Rerun your experiments with mvtecCAE ,baselineCAE and inceptionCAE but this time by adding some variability to your dataset by increasing the data augmentation parameters in config.py, for example with the following values: ROT_ANGLE = 30 W_SHIFT_RANGE = 0.1 H_SHIFT_RANGE = 0.1 FILL_MODE = "nearest" BRIGHTNESS_RANGE = [0.90, 1.1] VAL_SPLIT = 0.1 Use the flag --inspect in train.py to generate inspection plots in order to assess the quality of the reconstructions.

If the results are not satisfactory, try using resnetCAE with a batch size of 8, the ssim loss and grayscale and set the flag --inspect: python3 train.py -d mvtec/pill -a resnetCAE -b 8 -l ssim -c grayscale --inspect

nguyenanhtuan1008 commented 4 years ago

I try all mvtec, baseline, inception with your config, the val_mssim increased in training but the testing result not good.

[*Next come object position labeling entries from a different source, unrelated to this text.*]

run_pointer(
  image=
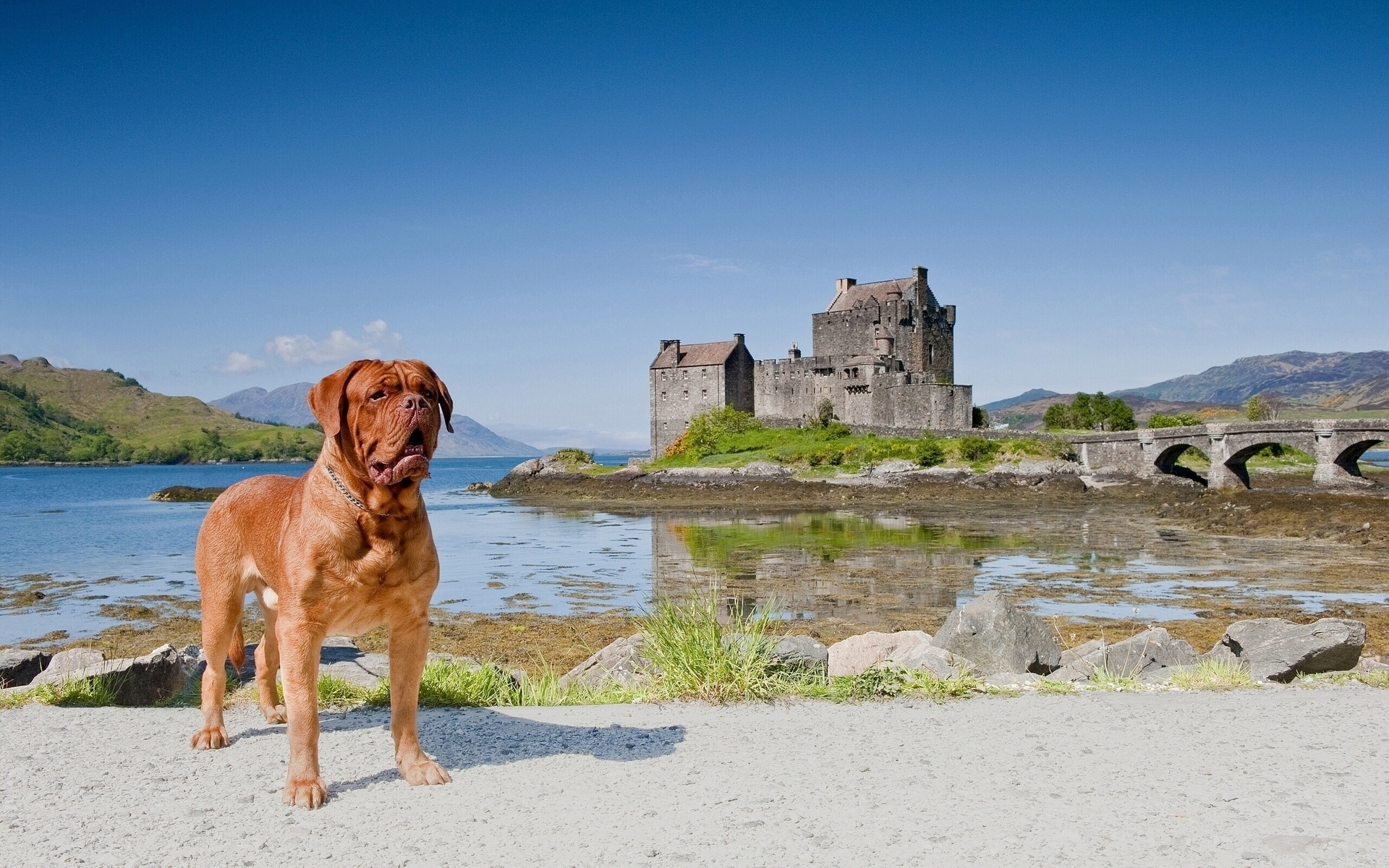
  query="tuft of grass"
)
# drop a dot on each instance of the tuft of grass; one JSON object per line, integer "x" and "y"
{"x": 335, "y": 692}
{"x": 1320, "y": 679}
{"x": 696, "y": 660}
{"x": 1378, "y": 678}
{"x": 14, "y": 700}
{"x": 1213, "y": 676}
{"x": 80, "y": 692}
{"x": 1103, "y": 679}
{"x": 889, "y": 682}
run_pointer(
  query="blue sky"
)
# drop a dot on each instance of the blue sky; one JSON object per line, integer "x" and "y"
{"x": 531, "y": 196}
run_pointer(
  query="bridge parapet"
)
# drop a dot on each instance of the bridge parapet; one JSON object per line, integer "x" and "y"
{"x": 1335, "y": 443}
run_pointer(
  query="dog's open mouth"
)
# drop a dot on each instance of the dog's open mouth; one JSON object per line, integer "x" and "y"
{"x": 410, "y": 464}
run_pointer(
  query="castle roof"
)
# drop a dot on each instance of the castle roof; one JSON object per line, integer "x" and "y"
{"x": 694, "y": 354}
{"x": 875, "y": 295}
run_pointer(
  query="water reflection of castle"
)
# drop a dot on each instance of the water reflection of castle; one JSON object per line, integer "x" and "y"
{"x": 880, "y": 570}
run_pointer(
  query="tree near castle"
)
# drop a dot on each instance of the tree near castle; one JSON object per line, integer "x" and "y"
{"x": 1091, "y": 413}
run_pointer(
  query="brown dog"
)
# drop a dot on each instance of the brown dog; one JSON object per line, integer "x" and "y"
{"x": 341, "y": 550}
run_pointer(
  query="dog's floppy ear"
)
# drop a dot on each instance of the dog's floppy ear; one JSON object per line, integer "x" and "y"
{"x": 328, "y": 398}
{"x": 445, "y": 399}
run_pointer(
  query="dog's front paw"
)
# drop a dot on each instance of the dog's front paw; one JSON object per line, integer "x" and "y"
{"x": 210, "y": 738}
{"x": 305, "y": 793}
{"x": 424, "y": 771}
{"x": 274, "y": 714}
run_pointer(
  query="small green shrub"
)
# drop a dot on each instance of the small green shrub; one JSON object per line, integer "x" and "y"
{"x": 930, "y": 451}
{"x": 1180, "y": 420}
{"x": 573, "y": 457}
{"x": 1091, "y": 413}
{"x": 978, "y": 449}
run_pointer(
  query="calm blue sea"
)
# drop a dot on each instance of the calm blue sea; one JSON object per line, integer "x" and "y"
{"x": 96, "y": 528}
{"x": 99, "y": 539}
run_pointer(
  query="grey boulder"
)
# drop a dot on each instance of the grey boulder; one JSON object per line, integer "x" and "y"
{"x": 18, "y": 667}
{"x": 800, "y": 655}
{"x": 1081, "y": 661}
{"x": 137, "y": 681}
{"x": 1372, "y": 664}
{"x": 1145, "y": 655}
{"x": 1275, "y": 649}
{"x": 1149, "y": 656}
{"x": 1001, "y": 638}
{"x": 620, "y": 663}
{"x": 69, "y": 661}
{"x": 928, "y": 658}
{"x": 857, "y": 655}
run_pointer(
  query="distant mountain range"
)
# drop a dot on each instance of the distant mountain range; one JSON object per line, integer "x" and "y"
{"x": 471, "y": 441}
{"x": 1335, "y": 381}
{"x": 1031, "y": 395}
{"x": 74, "y": 414}
{"x": 289, "y": 406}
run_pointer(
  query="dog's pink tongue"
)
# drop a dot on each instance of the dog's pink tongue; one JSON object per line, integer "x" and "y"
{"x": 407, "y": 467}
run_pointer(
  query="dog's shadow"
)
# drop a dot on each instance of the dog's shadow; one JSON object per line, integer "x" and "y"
{"x": 466, "y": 738}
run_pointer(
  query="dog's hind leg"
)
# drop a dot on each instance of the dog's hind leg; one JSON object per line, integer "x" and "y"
{"x": 267, "y": 660}
{"x": 223, "y": 599}
{"x": 409, "y": 652}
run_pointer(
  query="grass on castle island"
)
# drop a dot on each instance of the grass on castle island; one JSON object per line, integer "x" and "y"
{"x": 729, "y": 438}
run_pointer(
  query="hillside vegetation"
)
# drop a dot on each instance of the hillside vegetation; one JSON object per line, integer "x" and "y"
{"x": 74, "y": 414}
{"x": 729, "y": 438}
{"x": 1337, "y": 381}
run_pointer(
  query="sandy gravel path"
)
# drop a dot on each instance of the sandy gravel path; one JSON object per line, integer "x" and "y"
{"x": 1278, "y": 777}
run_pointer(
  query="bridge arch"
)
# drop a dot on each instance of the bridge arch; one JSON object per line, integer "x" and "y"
{"x": 1236, "y": 463}
{"x": 1167, "y": 461}
{"x": 1349, "y": 457}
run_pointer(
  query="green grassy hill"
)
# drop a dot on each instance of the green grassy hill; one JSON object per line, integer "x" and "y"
{"x": 72, "y": 414}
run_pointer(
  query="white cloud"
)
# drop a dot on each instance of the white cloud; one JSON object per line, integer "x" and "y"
{"x": 239, "y": 363}
{"x": 702, "y": 263}
{"x": 373, "y": 342}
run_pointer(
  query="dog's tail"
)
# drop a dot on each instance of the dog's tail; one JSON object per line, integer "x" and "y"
{"x": 238, "y": 650}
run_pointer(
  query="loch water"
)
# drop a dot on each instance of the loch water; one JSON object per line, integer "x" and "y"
{"x": 77, "y": 539}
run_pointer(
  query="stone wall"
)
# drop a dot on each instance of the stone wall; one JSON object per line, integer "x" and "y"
{"x": 678, "y": 395}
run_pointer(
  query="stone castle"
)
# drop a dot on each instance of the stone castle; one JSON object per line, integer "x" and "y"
{"x": 884, "y": 356}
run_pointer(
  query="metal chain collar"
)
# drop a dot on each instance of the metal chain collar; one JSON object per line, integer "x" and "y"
{"x": 350, "y": 498}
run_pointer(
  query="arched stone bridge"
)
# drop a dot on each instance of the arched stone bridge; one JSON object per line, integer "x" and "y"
{"x": 1335, "y": 443}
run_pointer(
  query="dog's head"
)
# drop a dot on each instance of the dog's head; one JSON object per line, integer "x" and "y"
{"x": 386, "y": 414}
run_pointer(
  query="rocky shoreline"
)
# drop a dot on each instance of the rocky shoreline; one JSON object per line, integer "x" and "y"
{"x": 987, "y": 643}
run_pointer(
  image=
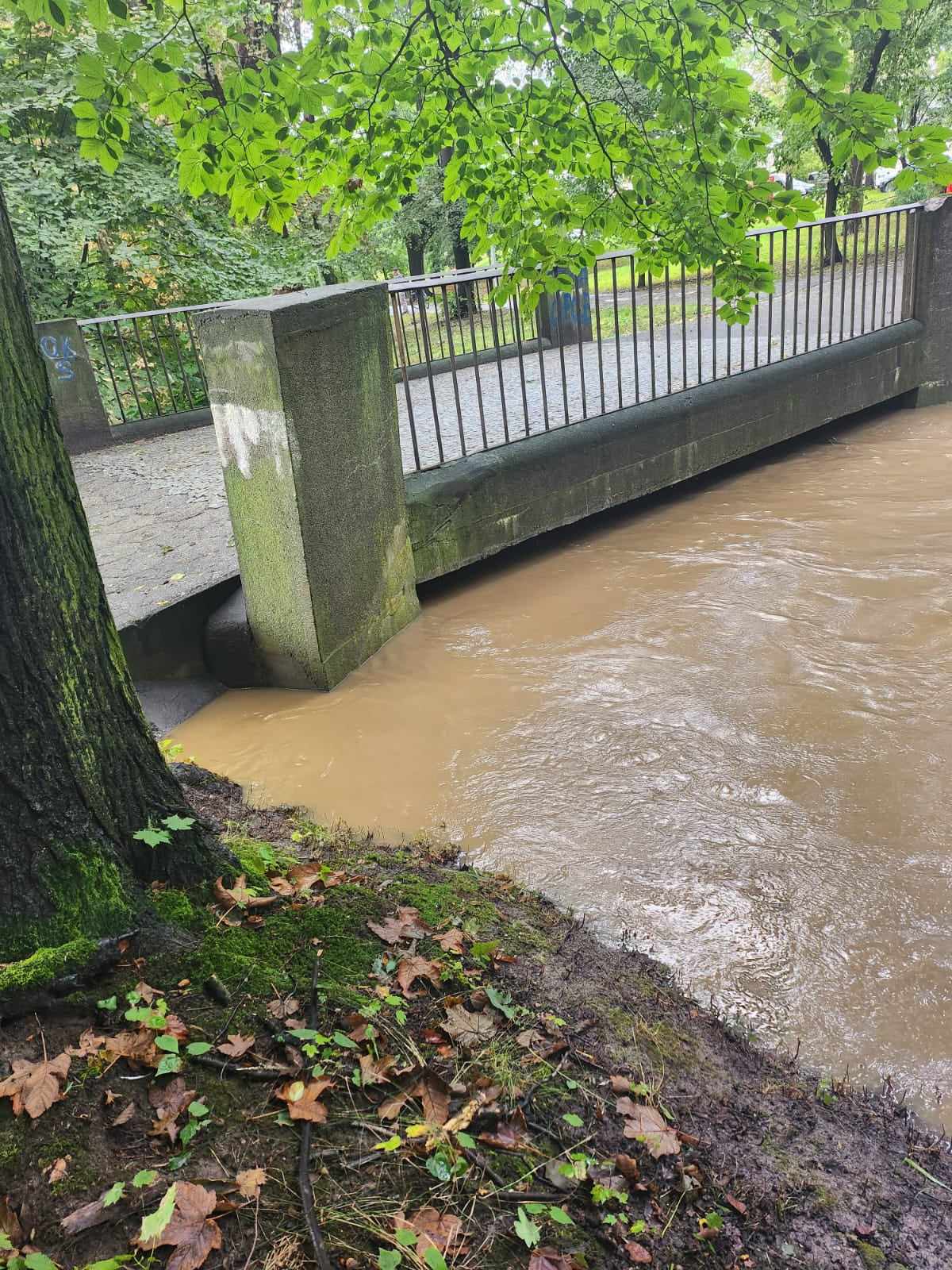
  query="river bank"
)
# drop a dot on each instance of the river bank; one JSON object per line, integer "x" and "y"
{"x": 484, "y": 1083}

Traceback (most recent call last): File "finetune.py", line 360, in main(args) File "finetune.py", line 78, in main preprocessing_function = get_preprocessing_function(architecture) File "MVTec-Anomaly-Detection/processing/preprocessing.py", line 149, in get_preprocessing_function return preprocessing_function UnboundLocalError: local variable 'preprocessing_function' referenced before assignment

Epoch 9/10 30/30 [==============================] - 8s 260ms/step - loss: nan - ssim: nan

done. Visually inspect loss plot and select learning rate associated with falling loss <Figure size 640x480 with 1 Axes> INFO:autoencoder.autoencoder:lr with minimum loss divided by 10: 6.31E-02 INFO:autoencoder.autoencoder:lr with minimum numerical gradient: 1.45E-04 MVTec-Anomaly-Detection/autoencoder/autoencoder.py:231: RuntimeWarning: invalid value encountered in less self.lr_opt_i = np.argwhere(segment < optimal_loss)[0][0] Traceback (most recent call last): File "train.py", line 238, in main(args) File "train.py", line 81, in main autoencoder.find_lr_opt(train_generator, validation_generator) File "MVTec-Anomaly-Detection/autoencoder/autoencoder.py", line 194, in find_lr_opt self.custom_lr_estimate() File "MVTec-Anomaly-Detection/autoencoder/autoencoder.py", line 231, in custom_lr_estimate self.lr_opt_i = np.argwhere(segment < optimal_loss)[0][0] IndexError: index 0 is out of bounds for axis 0 with size 0

AdneneBoumessouer commented 3 years ago

Did you encounter the same problems for the other categories of the MVTec Dataset ?

nguyenanhtuan1008 commented 3 years ago

Did you encounter the same problems for the other categories of the MVTec Dataset ?

yes. got the same problem!

chenghao618 commented 2 years ago

对于 MVTec 数据集的其他类别,您是否遇到过同样的问题?

是的。遇到了同样的问题! Did you solve this problem? I saw that accuracy very low too.